You are currently viewing Inflation in the UK has reached 9 percent, the highest rate in the last four decades.

Britain’s Annual inflation rose to 9 percent Last month was a 40-year high, the Office for National Statistics said on Wednesday.

The annual change in the Consumer Price Index rose from 7 percent in March. The British were ready for a sharp rise in inflation in April after the government reset the cap on household gas and electricity bills. This price ceiling, designed to protect nearly 22 million households, rose 54 percent late last year, reflecting the rise in wholesale natural gas prices.

About three-quarters of the increase in the annual inflation rate in April was due to an increase in household bills, said Grant Fitzner, chief economist at the statistics agency.

Prices have also risen with increases in restaurants following the end of the pandemic period on VAT, a type of sales tax. Food prices also rose faster than last year.

Countries around the world are struggling with inflation levels they haven’t experienced in decades. In the United States, the inflation rate is near a 40-year high and is at a record high in the eurozone.

There are several important reasons. The reopening of economies following pandemic lockdowns has tightened supply chains and pushed prices higher as consumers buy more goods.

Also, the war in Ukraine raised concerns about energy supplies from Russia and disrupted exports of wheat and other agricultural products from Ukraine. Prices of oil, natural gas, metals, fertilizers and other commodities rose, darkening the outlook for the global economy and worsening food crises.

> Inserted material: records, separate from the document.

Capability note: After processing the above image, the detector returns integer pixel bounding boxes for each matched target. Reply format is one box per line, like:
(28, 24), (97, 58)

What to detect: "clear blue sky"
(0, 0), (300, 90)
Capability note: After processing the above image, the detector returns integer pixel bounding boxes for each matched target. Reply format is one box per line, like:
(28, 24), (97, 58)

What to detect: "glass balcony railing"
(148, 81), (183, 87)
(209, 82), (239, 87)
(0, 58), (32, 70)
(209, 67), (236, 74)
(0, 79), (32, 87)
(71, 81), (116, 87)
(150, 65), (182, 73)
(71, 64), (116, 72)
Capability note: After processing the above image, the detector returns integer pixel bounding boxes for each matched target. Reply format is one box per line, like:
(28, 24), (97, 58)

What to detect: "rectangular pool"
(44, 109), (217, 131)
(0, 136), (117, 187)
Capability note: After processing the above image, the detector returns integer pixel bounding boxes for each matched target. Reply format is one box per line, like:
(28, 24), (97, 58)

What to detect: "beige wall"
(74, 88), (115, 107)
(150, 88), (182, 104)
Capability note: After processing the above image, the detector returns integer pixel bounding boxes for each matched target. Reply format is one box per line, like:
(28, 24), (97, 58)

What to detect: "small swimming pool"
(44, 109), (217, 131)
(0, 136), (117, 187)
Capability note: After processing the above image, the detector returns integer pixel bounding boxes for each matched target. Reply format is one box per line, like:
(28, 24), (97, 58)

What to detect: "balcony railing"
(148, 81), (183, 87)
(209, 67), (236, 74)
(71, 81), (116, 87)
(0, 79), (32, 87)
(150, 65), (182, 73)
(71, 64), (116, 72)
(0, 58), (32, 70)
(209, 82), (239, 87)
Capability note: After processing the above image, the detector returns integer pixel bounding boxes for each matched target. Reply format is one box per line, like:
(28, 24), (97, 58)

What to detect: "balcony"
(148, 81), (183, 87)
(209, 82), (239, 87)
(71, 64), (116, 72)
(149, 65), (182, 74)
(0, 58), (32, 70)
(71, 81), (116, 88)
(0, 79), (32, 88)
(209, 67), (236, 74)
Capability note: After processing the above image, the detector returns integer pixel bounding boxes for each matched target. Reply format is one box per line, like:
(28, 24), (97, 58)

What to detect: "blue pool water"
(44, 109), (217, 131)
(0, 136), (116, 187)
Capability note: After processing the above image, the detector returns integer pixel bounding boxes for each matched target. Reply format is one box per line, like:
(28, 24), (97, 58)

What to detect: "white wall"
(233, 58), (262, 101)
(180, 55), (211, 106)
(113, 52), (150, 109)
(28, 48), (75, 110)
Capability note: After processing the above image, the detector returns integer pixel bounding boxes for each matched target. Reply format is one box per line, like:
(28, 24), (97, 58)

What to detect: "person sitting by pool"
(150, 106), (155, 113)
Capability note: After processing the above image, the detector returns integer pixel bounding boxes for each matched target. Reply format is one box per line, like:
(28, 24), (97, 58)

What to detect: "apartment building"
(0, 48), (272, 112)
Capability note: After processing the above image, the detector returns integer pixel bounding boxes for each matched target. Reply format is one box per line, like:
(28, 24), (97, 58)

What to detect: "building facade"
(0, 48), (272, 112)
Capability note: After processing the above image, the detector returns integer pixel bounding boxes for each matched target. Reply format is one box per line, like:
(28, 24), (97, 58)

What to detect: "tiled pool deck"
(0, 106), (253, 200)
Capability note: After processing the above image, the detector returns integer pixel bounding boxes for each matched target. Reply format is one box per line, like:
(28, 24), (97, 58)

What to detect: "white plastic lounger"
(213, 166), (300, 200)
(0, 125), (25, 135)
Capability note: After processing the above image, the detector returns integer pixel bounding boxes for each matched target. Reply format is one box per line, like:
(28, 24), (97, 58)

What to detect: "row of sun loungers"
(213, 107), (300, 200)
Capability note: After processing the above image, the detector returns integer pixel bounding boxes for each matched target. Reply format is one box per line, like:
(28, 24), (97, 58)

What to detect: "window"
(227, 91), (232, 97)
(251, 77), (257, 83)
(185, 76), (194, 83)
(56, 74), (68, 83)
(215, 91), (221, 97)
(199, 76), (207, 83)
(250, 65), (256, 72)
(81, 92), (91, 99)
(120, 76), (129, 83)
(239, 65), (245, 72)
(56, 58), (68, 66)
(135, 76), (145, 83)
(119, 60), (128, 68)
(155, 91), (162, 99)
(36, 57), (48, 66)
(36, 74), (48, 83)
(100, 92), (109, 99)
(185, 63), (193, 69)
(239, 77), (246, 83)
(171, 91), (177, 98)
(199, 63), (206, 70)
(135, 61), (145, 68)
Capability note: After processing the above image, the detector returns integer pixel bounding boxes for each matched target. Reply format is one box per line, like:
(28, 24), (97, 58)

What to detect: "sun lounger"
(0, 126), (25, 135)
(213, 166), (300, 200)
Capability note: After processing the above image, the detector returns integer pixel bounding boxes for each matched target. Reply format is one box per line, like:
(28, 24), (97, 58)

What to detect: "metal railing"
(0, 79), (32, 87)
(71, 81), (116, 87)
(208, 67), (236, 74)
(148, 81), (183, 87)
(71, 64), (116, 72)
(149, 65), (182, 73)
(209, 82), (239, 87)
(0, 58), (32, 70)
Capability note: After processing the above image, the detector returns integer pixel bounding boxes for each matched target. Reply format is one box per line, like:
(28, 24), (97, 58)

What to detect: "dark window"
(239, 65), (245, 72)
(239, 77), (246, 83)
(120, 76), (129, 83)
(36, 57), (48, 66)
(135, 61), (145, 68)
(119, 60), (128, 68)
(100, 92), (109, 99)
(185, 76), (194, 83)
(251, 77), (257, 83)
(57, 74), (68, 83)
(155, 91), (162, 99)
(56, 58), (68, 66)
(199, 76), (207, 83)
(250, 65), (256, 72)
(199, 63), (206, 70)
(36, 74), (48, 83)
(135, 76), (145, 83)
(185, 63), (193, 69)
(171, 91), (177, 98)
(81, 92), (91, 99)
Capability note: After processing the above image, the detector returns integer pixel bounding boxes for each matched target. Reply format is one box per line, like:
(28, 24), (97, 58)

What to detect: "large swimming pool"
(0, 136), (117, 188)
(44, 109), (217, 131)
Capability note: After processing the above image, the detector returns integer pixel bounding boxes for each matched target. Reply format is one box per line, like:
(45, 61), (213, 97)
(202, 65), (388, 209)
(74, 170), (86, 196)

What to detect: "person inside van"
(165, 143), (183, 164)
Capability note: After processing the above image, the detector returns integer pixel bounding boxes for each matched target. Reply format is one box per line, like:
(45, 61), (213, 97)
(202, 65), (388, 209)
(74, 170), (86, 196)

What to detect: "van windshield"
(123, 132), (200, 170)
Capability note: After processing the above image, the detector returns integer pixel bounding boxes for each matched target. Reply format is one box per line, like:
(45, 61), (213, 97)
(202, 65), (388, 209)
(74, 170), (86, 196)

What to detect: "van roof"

The rise in food prices has been particularly troubling for Andrew Bailey, the governor of the Bank of England, who has been tasked with keeping inflation at 2 percent. He told lawmakers on Monday he was worried about food prices as Ukraine was unable to export agricultural products.

“This is a big concern not only for this country, but also for the developing world,” he said. “Sorry to sound like an apocalypse for a moment, but that’s a big concern.”

While a sharp rise in the April inflation rate is expected in the UK, the pain of such rapid and increasingly widespread price increases will be felt by households, as will inflation. outperforms wage growth.

According to the data released on Tuesday, the payment excluding bonuses increased by 4.2 percent in the January-March period compared to the same period of the previous year. High bonus payouts kept overall payout rates above inflation, but these bonuses were limited to certain industries and were particularly strong in financial and business services.

For now, while a tight labor market isn’t enough to keep up with increases in food and energy prices, it adds to inflationary pressures as it encourages companies to pay workers more. The unemployment rate fell to 3.7 percent in March, with fewer jobless jobs than open jobs for the first time in records going back to 2001, the statistics office said on Tuesday.

Pressure on the government to support low-income people struggling to cope with the rising cost of living intensified. Prime minister Boris Johnson He said last week that more support will be announced in the coming months as the Treasury’s resistance to additional measures will diminish. softening.

Inflation is unlikely to peak. Economists expect another steep rise in the energy price cap when it resets again in October, reflecting the rise in energy prices since Russia’s invasion of Ukraine. The Bank of England expects the UK’s inflation rate to rise above 10 percent in the last quarter of the year.